日本時間の今朝、米国現大統領で貼るバイデン氏が、大統領選からの撤退を表明した。
Reuters:バイデン大統領、米大統領選からの撤退を表明 後継に「ハリス氏支持」
数日前までは、大統領選への出馬意欲を見せていたと思うのだが、週末民主党内で色々な話し合いがされたのだろう。
結果、現在の副大統領であるカマラ・ハリス氏を後継者指名をした。
バイデン氏に対しては、高齢に伴う心身の不安が強くあり、言い間違いやスピーチの内容を飛ばすなどがあり、民主党内からも「撤退」を要求する声が上がっていた。
それだけではなく、共和党のトランプ氏は先日の牛劇事件という悲劇を味方につけ(?)「私はこのようなテロ行為には屈しない。
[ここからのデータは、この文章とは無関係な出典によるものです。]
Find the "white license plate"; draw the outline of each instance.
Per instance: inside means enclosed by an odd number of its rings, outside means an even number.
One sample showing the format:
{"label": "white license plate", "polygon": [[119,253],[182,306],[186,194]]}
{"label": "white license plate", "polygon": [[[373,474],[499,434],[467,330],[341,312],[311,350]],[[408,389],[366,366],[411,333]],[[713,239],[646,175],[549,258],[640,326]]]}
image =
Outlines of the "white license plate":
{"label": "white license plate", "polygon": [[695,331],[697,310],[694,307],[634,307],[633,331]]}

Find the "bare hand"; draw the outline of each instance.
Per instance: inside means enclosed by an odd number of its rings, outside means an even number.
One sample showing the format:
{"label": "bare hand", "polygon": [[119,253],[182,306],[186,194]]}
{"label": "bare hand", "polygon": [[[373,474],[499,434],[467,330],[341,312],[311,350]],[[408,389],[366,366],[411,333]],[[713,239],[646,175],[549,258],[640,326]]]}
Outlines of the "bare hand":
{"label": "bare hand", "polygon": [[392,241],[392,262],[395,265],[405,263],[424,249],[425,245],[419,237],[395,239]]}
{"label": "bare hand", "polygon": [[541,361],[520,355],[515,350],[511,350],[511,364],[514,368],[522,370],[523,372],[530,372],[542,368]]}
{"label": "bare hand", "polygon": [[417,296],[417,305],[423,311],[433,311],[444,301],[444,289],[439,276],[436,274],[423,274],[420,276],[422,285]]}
強いアメリカを取り戻す」という姿勢を打ち出し、米国民から多くの共感を得るような状況になった。
これらの状況を考えると、バイデン氏では到底選挙に勝てるとは思えず、勝てないだけではなく、トランプ氏圧勝!という状況も考えられる、という判断をする民主党員も多かったのでは、ないだろうか?
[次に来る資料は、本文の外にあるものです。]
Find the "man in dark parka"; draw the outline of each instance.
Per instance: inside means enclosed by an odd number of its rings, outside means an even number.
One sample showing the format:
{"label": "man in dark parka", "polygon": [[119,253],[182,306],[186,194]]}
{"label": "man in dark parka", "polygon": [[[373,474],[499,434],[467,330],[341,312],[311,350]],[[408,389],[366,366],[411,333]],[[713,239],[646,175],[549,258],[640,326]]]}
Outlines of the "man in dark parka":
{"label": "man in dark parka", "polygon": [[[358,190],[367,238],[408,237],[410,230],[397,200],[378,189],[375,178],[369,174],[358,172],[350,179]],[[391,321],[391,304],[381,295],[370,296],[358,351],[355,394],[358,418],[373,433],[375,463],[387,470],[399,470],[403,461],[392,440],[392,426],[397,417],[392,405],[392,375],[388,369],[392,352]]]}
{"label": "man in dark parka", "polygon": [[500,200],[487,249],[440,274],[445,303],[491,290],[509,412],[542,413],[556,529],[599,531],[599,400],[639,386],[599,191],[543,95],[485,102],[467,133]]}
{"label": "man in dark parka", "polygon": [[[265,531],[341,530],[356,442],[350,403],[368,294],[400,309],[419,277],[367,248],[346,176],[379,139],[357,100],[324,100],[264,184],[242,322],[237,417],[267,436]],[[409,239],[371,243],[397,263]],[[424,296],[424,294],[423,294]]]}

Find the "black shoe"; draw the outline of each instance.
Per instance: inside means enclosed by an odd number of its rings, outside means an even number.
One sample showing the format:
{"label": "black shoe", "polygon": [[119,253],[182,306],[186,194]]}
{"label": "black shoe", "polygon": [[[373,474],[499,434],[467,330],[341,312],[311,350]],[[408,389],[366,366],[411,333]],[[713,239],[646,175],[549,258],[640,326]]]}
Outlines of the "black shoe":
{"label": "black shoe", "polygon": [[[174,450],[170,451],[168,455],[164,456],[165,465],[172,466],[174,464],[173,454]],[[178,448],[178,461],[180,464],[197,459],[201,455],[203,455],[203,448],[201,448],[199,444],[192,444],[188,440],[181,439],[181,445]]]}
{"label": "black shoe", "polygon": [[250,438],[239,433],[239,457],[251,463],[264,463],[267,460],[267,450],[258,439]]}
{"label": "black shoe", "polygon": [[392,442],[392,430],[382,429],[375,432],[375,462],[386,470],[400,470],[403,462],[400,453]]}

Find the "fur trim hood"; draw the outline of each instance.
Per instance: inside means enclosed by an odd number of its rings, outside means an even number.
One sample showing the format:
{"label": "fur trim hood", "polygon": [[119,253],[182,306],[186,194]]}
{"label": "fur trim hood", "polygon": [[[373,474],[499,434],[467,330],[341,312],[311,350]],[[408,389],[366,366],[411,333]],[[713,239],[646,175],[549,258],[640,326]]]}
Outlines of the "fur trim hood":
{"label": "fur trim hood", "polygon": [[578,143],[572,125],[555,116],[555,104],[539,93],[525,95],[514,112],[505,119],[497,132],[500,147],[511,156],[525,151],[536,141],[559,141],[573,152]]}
それが結局「バイデン降ろし」へと繋がり、今回の撤退ということになったのだろう。
そして、バイデン氏から後継者として指名されたカマラ・ハリス氏だが、どうやら前途多難のようだ。
その理由は、バイデン政権の下でハリス氏の活躍が感じられることが無かったこと。
もっと言ってしまえば、米国内においてはともかく、国際舞台ではバイデン氏の存在そのものがあまり強くない、という印象がある。
強烈な個性と発信力を持っていたトランプ氏の後だとしても、バイデン氏の活躍は目立つものではなかった、という印象がある(のは、私だけだろうか?)。
当然、大統領の印象がそのようなモノであれば、副大統領の存在感はもっと薄い印象となってしまうのは、仕方ないだろう。
バイデン氏と指名争いをしていた頃の方が、活動的で様々な政策提案をしていたという印象があるほどだ。
もう一つは、ハリス氏が「女性で有色系」である、という点が挙げられる。
トランプ氏の前の大統領であったオバマ氏は、黒人というハンディはあっても、今や米国社会において黒人は、マイノリティとは言えないほど、各方面で存在感を発揮し始めている、と言われている。
一方、ハリス氏は黒人とインド系の両親という家系である。
その意味でオバマ氏よりも、抵抗感がある人達がいる可能性がある、と言えるだろう。
それはアジア系と黒人系という、人種間の問題ともいえるのかもしれない。
勿論、人種問題をまとめるという点では期待が持てるかもしれないが、なかなか難しい問題なのでは?と、想像している。
そして、日本よりもジェンダーの問題に対して積極的なはずの米国であっても、女性の大統領に対して抵抗感がある人達が少なくないのでは?という懸念だ。
オバマ氏の前に敗れ去ったヒラリークリントン氏だが、その時ヒラリーしは「ガラスの天井」という言葉を使い、敗戦の言葉とした。
問題なのは、ヒラリー氏が大統領選に臨んだ時よりも今の米国社会は、より保守的になっているのでは?という気がしている。
その象徴の一つが、熱狂的に迎えられるトランプ氏の選挙活動の会場の状況だ。
「強いアメリカ。父権的アメリカ。1950年代~1960年代(泥沼化となる前のベトナム戦争の頃)のような、古典的な家族制度の中での白人中心の米国社会」という、ノスタルジックというか古臭いが「世界のアメリカ!!」を標榜するトランプ氏は、米国の世界的地位を中国に奪われるのでは?という人達の不安を煽ることで、強い支持基盤を作り始めているからだ。
そこに有色系で女性のハリス氏が登場するということになれば、今のハリス氏では「バイデンよりましかもしれないが、トランプに勝てるのか?」というくらいになってしまうのでは?
そのようなコトを考えると、民主党候補はもう一度波乱の候補者指名が起きるかもしれない。